Data_Sheet_1_Professionals' Views and Experiences of Using Rehabilitation Robotics With Stroke Survivors: A Mixed Methods Survey.pdf (1.04 MB)
Download file

Data_Sheet_1_Professionals' Views and Experiences of Using Rehabilitation Robotics With Stroke Survivors: A Mixed Methods Survey.pdf

Download (1.04 MB)
dataset
posted on 11.11.2021, 04:50 by Lutong Li, Sarah Tyson, Andrew Weightman

Objective: To understand the reason for low implementation of clinical and home-based rehabilitation robots and their potential.

Design: Online questionnaire (November 2020 and February 2021).

Subjects: A total of 100 professionals in stroke rehabilitation area were involved (Physiotherapists n = 62, Occupation therapists n = 35).

Interventions: Not applicable.

Main Measures: Descriptive statistics and thematic content analysis were used to analyze the responses: 1. Participants' details, 2. Professionals' views and experience of using clinical rehabilitation robots, 3. Professionals' expectation and concerns of using home-based rehabilitation robots.
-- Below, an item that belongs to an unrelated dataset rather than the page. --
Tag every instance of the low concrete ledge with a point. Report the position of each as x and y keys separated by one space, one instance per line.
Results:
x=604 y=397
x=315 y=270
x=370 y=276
Results: Of 100 responses, 37 had experience of rehabilitation robots. Professionals reported that patients enjoyed using them and they increased accessibility, autonomy, and convenience especially when used at home. The main emergent themes were: “aims and objectives for rehabilitation robotics,” “requirements” (functional, software, and safety), “cost,” “patient factors” (contraindications, cautions, and concerns), and “staff issues” (concerns and benefits). The main benefits of rehabilitation robots were that they provided greater choice for therapy, increased the amount/intensity of treatment, and greater motivation to practice. Professionals perceived logistical issues (ease of use, transport, and storage), cost and limited adaptability to patients' needs to be significant barriers to tier use, whilst acknowledging they can reduce staff workload to a certain extent.

Conclusion: The main reported benefit of rehabilitation robots were they increased the amount of therapy and practice after stroke. Ease of use and adaptability are the key requirements. High cost and staffing resources were the main barriers.